Así como para muchas cosas soy hábil, hay algunas que nunca me saldrán bien. Reconocer esas taras es, aún hoy, un duro golpe para mi carácter obsesivo. No importa si hay quien las pueda hacer por mí. Importa que yo soy inútil para esos menesteres. Aquí van algunos de mis más flagrantes "no puedo":
Pintarme las uñas de las manos. No se trata de la mano derecha bien y la izquierda mal –soy zurda–, se trata del enchastre inevitable que hago cada vez que, de puro cabeza dura, vuelvo a intentarlo. Ni el brillo me salva de las falanges endurecidas por el esmalte.

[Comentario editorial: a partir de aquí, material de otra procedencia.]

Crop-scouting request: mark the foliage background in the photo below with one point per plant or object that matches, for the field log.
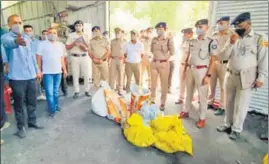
(142, 14)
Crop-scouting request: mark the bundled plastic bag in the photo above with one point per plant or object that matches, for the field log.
(138, 96)
(116, 107)
(137, 133)
(265, 159)
(98, 101)
(149, 112)
(171, 135)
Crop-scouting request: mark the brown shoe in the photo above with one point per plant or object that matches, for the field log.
(183, 115)
(200, 124)
(162, 107)
(179, 102)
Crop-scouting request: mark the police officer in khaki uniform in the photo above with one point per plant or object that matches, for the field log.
(146, 60)
(133, 51)
(116, 67)
(162, 49)
(220, 65)
(202, 53)
(247, 69)
(99, 50)
(187, 35)
(77, 44)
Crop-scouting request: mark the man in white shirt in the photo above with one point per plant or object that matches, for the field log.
(77, 43)
(133, 51)
(50, 58)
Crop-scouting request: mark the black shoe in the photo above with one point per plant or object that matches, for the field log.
(209, 106)
(87, 94)
(35, 126)
(58, 109)
(75, 96)
(51, 115)
(234, 135)
(224, 129)
(21, 133)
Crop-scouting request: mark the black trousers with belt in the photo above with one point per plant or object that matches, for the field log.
(3, 116)
(24, 91)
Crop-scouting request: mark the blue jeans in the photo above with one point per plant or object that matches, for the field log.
(51, 84)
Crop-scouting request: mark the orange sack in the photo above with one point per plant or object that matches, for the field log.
(116, 106)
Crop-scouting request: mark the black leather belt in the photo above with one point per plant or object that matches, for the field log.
(236, 73)
(79, 55)
(224, 62)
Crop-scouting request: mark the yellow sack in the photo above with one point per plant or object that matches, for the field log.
(265, 159)
(171, 135)
(137, 133)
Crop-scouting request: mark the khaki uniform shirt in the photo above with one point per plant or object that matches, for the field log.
(117, 47)
(184, 49)
(72, 37)
(162, 49)
(248, 52)
(221, 41)
(201, 50)
(98, 47)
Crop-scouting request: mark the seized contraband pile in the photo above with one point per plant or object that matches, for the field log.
(143, 124)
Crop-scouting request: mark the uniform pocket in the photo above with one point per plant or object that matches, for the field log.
(164, 48)
(247, 77)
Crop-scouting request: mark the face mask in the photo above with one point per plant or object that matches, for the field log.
(44, 37)
(78, 29)
(221, 27)
(30, 34)
(52, 37)
(118, 36)
(160, 33)
(199, 32)
(185, 38)
(240, 32)
(96, 34)
(149, 35)
(17, 29)
(133, 37)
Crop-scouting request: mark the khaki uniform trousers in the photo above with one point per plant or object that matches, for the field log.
(182, 86)
(130, 70)
(81, 65)
(237, 101)
(159, 69)
(217, 73)
(171, 72)
(100, 72)
(116, 72)
(145, 67)
(194, 79)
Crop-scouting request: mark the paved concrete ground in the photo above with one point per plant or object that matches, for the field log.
(78, 136)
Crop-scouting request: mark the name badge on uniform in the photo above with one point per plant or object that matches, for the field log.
(214, 46)
(242, 50)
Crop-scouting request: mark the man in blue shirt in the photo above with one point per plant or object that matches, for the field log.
(3, 116)
(28, 30)
(23, 73)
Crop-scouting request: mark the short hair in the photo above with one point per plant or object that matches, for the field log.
(28, 26)
(44, 31)
(13, 15)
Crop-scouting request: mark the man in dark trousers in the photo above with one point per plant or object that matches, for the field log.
(3, 116)
(23, 73)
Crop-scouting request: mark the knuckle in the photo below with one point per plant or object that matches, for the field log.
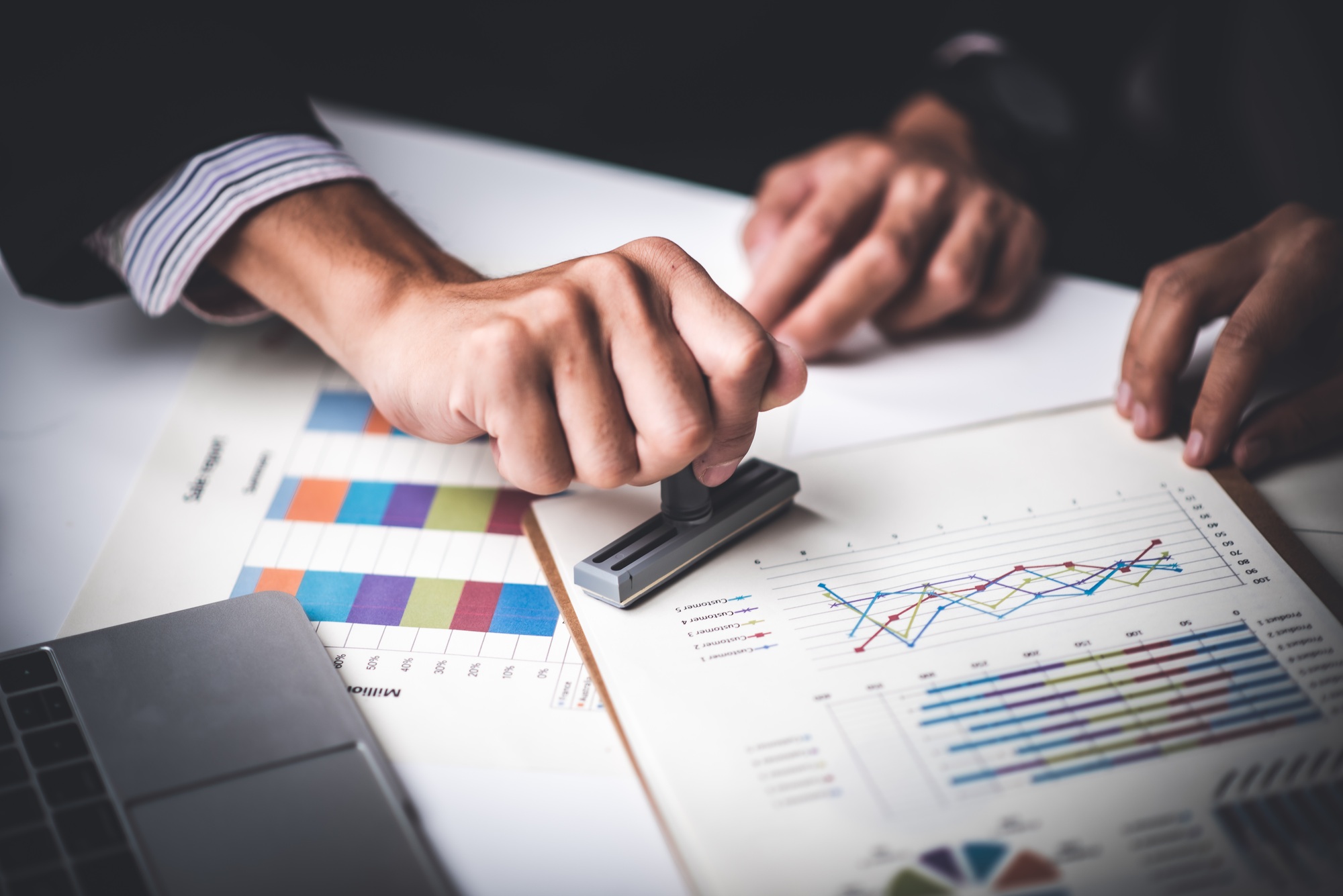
(933, 180)
(660, 250)
(688, 436)
(875, 156)
(563, 310)
(1169, 283)
(751, 357)
(1321, 234)
(610, 471)
(1240, 337)
(503, 338)
(950, 278)
(817, 232)
(887, 256)
(549, 482)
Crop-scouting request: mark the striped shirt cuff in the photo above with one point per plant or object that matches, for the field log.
(158, 246)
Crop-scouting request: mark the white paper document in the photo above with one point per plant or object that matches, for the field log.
(275, 472)
(1039, 656)
(1064, 352)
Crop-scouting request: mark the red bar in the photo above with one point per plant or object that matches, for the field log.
(507, 515)
(377, 424)
(476, 607)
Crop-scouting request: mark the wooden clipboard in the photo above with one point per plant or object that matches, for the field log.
(1228, 477)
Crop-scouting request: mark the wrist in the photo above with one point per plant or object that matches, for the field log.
(338, 260)
(929, 121)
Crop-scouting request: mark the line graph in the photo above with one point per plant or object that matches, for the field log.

Hacerme brushing. En este punto me mata la impaciencia. Lo del mecha por mecha con el resto del pelo agarrado con un gancho no se hizo para mí. A los diez minutos me aburrí y el frizz pasó a ser tolerable.
Jugar a la escoba de quince. Me encantan los juegos de cartas. Todos. Puedo llevar la cuenta de lo que ya salió, lo que falta salir, los puntos que suma cada jugador o un fallo en una mesa de tute cabrero. Pero soy una negada para la escoba. Cuando me doy cuenta de que, en la última mano, tengo la sota de oros y el siete de velos todavía no se jugó, es porque estoy viendo al príncipe sobre la mesa y la sonrisa babeante y sobradora en la cara de mi oponente.
Detectar un lance. Quien trate de tirarme los galgos está inmediatamente reducido al lugar de penado catorce –el que murió haciendo señas– porque para cuando yo caigo en cuenta del avance, seguro se casó, tuvo hijos, se divorció, le agarró el viejazo, está tras jovencitas recién salidas de la secundaria y, encima, me recuerda con odio sólo porque cree que rechacé sus insinuaciones.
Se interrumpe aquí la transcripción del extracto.